Por estarem em causa decisões com a área de competência de diferente tribunal da Relação cabe ao Presidente do Supremo Tribunal de Justiça a competência para resolução de conflito, por ser este o Tribunal superior com hierarquia imediata sobre os juízos conflituantes – artigo 110.º, n.º2, do CPC.

2. O teor das decisões em conflito e os elementos disponíveis nos presentes autos evidenciam uma realidade fáctica incontornável: o jovem AA encontra-se a viver na ..., ao abrigo de uma medida de acolhimento residencial.

3. Nos termos do artigo 37.º, da LPCJP, “1 - A título cautelar, o tribunal pode aplicar as medidas previstas nas alíneas a) a f) do n.º 1 do artigo 35.º, nos termos previstos no n.º 1 do artigo 92.º, ou enquanto se procede ao diagnóstico da situação da criança e à definição do seu encaminhamento subsequente.

(…) 3 - As medidas aplicadas nos termos dos números anteriores têm a duração máxima de seis meses e devem ser revistas no prazo máximo de três meses.

Entre as medidas de promoção e protecção previstas no artigo 35.º, da LPCJP encontra-se a de acolhimento residencial (cfr. n.º 1, al f)).

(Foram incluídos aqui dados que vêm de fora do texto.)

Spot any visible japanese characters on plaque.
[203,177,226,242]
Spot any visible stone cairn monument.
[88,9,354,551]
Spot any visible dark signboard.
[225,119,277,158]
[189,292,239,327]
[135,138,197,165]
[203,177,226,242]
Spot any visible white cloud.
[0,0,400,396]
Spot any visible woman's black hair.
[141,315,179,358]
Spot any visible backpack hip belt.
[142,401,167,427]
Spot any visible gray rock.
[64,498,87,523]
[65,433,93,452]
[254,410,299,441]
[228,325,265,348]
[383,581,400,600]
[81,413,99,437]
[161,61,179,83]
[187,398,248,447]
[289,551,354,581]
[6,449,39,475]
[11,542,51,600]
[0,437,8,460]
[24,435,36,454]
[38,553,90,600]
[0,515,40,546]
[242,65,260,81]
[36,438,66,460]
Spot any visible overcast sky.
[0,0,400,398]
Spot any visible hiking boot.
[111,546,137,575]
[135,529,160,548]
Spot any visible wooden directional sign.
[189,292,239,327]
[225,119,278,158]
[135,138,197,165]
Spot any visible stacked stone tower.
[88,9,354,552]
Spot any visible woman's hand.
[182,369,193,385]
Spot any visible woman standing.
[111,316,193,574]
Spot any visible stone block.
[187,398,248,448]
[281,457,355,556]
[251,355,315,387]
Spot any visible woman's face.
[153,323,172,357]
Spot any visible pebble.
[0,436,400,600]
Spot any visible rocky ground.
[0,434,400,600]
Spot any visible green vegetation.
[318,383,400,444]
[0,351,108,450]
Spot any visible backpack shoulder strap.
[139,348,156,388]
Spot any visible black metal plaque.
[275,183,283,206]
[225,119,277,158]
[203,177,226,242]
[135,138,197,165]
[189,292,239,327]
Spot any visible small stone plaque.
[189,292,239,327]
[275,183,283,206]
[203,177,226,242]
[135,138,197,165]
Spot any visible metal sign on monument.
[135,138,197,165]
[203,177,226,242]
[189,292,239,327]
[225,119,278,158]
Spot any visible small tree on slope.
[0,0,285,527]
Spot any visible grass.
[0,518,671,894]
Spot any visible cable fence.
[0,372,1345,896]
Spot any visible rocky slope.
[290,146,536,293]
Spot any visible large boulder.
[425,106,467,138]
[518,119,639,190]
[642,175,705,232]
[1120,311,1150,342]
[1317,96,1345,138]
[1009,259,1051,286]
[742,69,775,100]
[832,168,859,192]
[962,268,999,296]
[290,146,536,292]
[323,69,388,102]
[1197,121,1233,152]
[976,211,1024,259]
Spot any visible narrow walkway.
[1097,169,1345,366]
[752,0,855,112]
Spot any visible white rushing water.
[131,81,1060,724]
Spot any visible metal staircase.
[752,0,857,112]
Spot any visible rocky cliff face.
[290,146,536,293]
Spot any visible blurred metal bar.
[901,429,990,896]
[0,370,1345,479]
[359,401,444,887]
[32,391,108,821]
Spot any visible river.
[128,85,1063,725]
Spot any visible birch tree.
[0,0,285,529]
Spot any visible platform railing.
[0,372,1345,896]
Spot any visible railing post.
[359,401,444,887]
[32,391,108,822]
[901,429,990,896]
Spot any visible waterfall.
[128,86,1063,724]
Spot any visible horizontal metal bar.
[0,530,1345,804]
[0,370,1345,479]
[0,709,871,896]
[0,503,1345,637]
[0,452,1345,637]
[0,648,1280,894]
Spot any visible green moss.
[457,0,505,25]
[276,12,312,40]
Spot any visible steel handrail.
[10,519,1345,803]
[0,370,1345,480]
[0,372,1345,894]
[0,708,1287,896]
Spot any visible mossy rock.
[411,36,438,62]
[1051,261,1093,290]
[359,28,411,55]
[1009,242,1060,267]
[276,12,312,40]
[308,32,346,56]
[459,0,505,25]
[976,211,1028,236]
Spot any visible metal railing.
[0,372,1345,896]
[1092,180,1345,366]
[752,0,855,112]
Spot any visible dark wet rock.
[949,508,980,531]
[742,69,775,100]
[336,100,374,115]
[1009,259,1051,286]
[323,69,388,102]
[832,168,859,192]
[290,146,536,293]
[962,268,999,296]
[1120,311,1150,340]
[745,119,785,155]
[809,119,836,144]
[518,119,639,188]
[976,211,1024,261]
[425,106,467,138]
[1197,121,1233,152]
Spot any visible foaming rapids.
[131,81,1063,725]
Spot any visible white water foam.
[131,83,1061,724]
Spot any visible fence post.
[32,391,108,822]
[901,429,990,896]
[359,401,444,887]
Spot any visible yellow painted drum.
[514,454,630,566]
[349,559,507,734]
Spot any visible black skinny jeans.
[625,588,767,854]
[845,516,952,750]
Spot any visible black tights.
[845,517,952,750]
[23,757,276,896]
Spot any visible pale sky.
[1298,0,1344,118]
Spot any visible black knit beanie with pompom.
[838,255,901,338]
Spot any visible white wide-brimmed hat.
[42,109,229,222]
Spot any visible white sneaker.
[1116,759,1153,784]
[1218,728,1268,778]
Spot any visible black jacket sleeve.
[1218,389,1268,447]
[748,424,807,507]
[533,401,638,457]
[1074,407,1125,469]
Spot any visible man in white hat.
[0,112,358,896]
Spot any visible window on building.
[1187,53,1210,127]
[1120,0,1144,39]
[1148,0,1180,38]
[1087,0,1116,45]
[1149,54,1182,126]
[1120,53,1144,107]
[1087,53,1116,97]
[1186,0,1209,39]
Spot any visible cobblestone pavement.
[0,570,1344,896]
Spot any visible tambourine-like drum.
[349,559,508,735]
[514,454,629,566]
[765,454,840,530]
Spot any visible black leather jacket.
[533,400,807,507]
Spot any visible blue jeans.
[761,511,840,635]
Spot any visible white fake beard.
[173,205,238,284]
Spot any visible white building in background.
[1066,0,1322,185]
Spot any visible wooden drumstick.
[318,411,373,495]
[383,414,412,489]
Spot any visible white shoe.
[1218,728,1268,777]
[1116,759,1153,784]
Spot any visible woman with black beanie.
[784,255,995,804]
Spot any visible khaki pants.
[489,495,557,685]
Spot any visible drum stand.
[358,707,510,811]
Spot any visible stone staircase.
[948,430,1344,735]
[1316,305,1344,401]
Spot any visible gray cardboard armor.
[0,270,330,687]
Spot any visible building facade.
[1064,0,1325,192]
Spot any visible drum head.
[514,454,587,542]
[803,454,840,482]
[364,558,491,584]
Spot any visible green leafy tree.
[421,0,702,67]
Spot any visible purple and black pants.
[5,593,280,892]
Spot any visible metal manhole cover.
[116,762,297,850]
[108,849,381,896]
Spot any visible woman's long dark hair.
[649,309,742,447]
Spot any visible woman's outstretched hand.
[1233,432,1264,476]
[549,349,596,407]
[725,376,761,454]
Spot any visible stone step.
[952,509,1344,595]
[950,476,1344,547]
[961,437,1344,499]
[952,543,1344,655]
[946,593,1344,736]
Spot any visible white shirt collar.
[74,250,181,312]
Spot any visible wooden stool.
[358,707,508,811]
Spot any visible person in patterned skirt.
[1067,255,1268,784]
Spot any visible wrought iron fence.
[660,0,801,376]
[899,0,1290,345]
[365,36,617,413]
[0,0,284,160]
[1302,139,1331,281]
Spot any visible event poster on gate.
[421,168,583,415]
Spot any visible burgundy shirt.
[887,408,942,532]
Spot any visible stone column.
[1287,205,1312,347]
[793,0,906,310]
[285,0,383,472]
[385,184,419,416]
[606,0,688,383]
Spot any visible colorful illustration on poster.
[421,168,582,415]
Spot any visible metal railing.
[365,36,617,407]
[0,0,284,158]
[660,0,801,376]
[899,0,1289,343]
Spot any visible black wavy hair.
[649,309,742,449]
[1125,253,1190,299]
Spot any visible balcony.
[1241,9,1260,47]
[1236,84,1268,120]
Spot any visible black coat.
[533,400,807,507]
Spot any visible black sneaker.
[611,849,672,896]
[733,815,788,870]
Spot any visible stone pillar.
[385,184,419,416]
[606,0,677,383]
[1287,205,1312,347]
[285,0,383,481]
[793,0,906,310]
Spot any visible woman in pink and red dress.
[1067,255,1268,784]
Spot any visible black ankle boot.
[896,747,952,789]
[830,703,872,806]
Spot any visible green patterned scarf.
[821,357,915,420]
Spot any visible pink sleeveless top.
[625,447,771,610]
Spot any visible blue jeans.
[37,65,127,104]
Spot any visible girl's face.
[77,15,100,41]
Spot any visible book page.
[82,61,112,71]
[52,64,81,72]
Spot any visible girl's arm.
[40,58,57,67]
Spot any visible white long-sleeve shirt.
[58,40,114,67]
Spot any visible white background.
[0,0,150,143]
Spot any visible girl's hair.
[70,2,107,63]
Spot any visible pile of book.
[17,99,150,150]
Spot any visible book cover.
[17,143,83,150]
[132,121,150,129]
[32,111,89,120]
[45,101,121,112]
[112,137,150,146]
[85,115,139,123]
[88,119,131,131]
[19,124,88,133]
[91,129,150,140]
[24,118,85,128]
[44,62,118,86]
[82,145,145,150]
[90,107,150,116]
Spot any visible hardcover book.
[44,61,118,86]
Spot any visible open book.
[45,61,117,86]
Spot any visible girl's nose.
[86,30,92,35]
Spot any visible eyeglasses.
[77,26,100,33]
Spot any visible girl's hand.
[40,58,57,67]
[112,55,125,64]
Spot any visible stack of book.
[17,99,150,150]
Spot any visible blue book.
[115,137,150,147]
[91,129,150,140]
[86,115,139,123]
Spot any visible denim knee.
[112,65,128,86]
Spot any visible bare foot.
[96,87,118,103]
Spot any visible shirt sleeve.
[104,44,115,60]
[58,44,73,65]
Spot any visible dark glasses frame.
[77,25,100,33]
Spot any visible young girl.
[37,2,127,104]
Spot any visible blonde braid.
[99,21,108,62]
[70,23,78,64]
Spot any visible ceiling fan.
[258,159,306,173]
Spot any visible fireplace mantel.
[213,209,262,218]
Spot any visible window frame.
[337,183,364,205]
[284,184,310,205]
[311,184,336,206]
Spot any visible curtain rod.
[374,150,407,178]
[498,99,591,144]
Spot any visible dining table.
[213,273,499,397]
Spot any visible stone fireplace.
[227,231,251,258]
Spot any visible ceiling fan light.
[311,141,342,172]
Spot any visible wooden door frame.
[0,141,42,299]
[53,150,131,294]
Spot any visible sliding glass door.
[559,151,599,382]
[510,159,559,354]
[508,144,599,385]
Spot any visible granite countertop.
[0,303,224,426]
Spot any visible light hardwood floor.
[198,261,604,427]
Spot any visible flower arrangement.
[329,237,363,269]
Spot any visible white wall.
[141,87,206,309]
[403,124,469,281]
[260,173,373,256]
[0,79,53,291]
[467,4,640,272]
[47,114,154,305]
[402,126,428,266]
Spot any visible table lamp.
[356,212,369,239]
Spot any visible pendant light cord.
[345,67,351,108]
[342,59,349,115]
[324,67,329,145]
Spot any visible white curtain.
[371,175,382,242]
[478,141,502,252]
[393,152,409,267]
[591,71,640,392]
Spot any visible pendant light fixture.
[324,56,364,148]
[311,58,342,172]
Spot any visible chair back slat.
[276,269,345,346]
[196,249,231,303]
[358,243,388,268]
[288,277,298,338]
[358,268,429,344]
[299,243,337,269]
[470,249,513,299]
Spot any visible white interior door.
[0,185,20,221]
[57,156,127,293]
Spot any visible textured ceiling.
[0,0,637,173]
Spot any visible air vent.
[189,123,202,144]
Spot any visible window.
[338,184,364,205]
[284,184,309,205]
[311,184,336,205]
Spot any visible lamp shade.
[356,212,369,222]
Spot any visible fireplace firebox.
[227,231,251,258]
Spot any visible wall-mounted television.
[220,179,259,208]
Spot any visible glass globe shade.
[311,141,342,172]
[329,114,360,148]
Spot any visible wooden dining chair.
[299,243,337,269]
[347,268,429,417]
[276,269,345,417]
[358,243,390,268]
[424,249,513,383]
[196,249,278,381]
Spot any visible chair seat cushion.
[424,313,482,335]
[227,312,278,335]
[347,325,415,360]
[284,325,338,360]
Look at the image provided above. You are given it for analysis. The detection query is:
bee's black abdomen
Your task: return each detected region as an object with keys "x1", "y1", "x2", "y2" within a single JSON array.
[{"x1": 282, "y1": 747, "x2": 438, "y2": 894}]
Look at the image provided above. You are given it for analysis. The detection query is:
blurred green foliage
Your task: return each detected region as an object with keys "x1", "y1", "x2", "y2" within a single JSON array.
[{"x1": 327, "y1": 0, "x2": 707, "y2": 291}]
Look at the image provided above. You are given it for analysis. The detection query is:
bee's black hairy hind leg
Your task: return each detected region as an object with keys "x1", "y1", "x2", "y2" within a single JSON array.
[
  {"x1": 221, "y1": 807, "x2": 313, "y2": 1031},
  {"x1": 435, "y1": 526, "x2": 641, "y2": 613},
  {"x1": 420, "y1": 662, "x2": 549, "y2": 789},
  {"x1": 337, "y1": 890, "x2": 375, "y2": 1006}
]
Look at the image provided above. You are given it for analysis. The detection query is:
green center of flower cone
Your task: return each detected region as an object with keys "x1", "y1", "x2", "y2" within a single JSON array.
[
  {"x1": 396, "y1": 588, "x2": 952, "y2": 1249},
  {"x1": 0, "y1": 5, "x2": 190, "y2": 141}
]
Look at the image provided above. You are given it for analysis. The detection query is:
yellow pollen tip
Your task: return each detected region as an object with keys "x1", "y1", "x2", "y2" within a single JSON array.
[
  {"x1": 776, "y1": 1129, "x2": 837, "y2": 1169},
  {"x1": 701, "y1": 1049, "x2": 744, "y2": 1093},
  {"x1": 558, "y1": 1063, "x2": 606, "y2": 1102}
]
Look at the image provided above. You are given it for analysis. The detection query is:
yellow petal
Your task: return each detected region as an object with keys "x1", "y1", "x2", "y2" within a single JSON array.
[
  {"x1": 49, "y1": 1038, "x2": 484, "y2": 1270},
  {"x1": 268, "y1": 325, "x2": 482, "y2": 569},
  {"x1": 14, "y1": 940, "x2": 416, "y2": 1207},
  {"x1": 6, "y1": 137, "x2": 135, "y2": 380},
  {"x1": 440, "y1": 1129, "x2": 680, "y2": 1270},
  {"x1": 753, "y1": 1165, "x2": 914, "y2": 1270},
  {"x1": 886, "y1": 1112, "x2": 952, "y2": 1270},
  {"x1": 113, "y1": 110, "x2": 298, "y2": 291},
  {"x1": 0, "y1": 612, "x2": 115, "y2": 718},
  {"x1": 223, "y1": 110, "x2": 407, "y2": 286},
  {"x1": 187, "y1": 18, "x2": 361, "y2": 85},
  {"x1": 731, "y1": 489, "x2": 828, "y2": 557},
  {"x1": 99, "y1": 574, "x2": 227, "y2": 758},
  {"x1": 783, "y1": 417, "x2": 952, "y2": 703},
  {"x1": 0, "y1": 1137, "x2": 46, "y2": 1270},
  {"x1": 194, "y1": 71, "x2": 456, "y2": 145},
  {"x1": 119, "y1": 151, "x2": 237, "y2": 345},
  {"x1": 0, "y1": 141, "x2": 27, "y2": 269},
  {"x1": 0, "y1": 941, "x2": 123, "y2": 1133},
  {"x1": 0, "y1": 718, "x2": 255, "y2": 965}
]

Dispõe o artigo 79.º, da LPCJP – que define a competência territorial do tribunal para a aplicação das medidas de promoção de direitos e proteção das crianças e jovens em perigo:

"1 - É competente para a aplicação das medidas de promoção e proteção a comissão de proteção ou o tribunal da área da residência da criança ou do jovem no momento em que é recebida a comunicação da situação ou instaurado o processo judicial.

2 - Se a residência da criança ou do jovem não for conhecida, nem for possível determiná-la, é competente a comissão de proteção ou o tribunal do lugar onde aquele for encontrado.

(…) 4 - Se, após a aplicação de medida não cautelar, a criança ou o jovem mudar de residência por período superior a três meses, o processo é remetido à comissão de proteção ou ao tribunal da área da nova residência.

5 - Para efeitos do disposto no número anterior, a execução de medida de promoção e proteção de acolhimento não determina a alteração de residência da criança ou jovem acolhido.

(…) 7 - Salvo o disposto no n.º 4, são irrelevantes as modificações de facto que ocorrerem posteriormente ao momento da instauração do processo.”.

Sob a epígrafe acompanhamento da execução das medidas, o artigo 59.º, n.º 2, da LPCJP, estatui que “A execução da medida aplicada em processo judicial é dirigida e controlada pelo tribunal que a aplicou.”.

Compulsados os autos, verifica-se o seguinte circunstancialismo fáctico:

1) No dia 09/10/2024 o jovem AA, apresentou-se na Loja da AIMA ..., sita em ....

2) O jovem encontrava-se desacompanhado de familiares ou de qualquer adulto que por ele se responsabilizasse.

3) O jovem solicitou a protecção internacional ao Estado Português (PPI), a qual se encontra pendente de decisão.

4) O jovem encontra-se em território português, desacompanhado e não há conhecimento de familiares.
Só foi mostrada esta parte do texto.